Research suggests layoffs can have adverse health effects, both
short term and long term A New York Times story by Michael Luo
reports that a
2006 study by a group of Yale epidemiologists found that people who lost their jobs
had doubled risk of stroke and heart attack, and a study last year found that
people who lost jobs faced an 83% higher risk of developing diabetes, arthritis
or psychiatric problems.
Till von Wachter, a Columbia University economist, and Daniel
Sullivan, research director at the Federal Reserve Bank of Chicago, examined
records of earnings and Social Security Administration death records of Pennsylvania
workers during the recession of the 1980s. Their findings, citied in The Times story,
showed that men with long seniority in their jobs were 50 percent to 100 percent
more likely-depending on their age-to die in the year after a job
loss. Twenty years later, the researchers,
found, their death rates were still 10 to 15 percent higher than comparable men
who remained employed. That meant that a
man who lost his job at age 40 lost a year to a year and a half of his life. Read their paper here.
The Times story also quotes a 2009 study by Sarah Burgard
, a professor of sociology and epidemiology at the university
of Michigan, who found that persistent job insecurity might be as much or more
detrimental to health as job loss. In an
era when people are expected to find several jobs over the course of a career,
that has extraordinary public health implications.
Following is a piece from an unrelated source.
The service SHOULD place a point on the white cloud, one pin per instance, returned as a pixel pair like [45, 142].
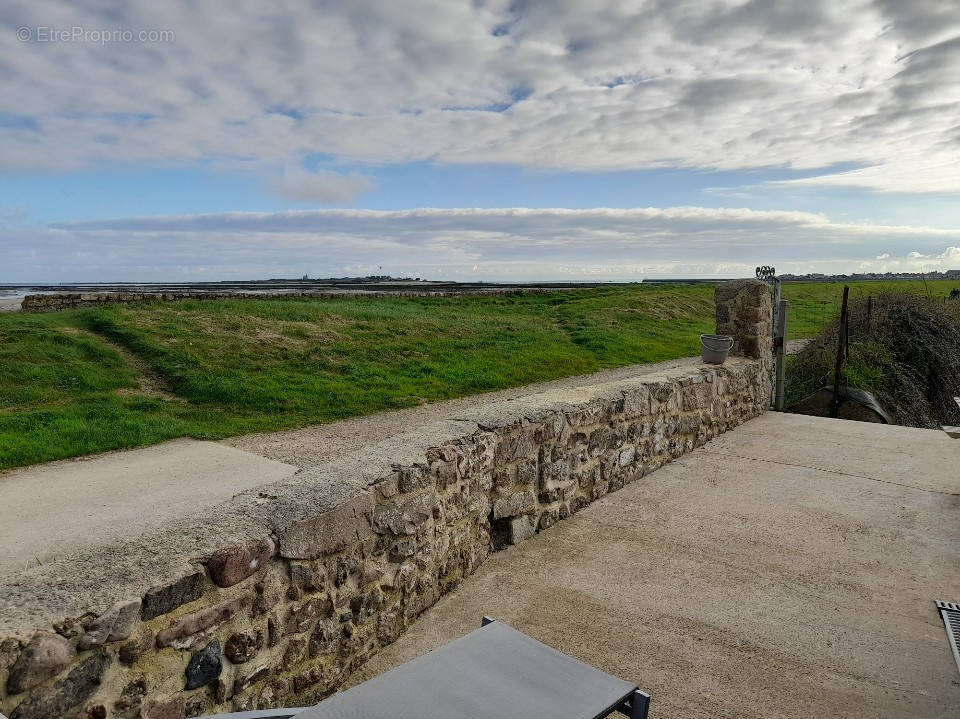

While research on life expectancy is recent, the complex relationship
between health and work and the disruptive nature of job loss has long been documented.
In the 1986 leveraged buyout of Safeway, 63,000 managers and workers lost their
jobs through store sales and layoffs. A Pulitzer Prize winning Wall Street Journal story by Susan Faludi
, then a Journal reporter, examined the aftermath.
In addition to the organizational and structural changes in the business, her report described the wrenching
impact on workers and their families, including illnesses, suicides and deaths,
that those closest to the victims attributed to loss of livelihood.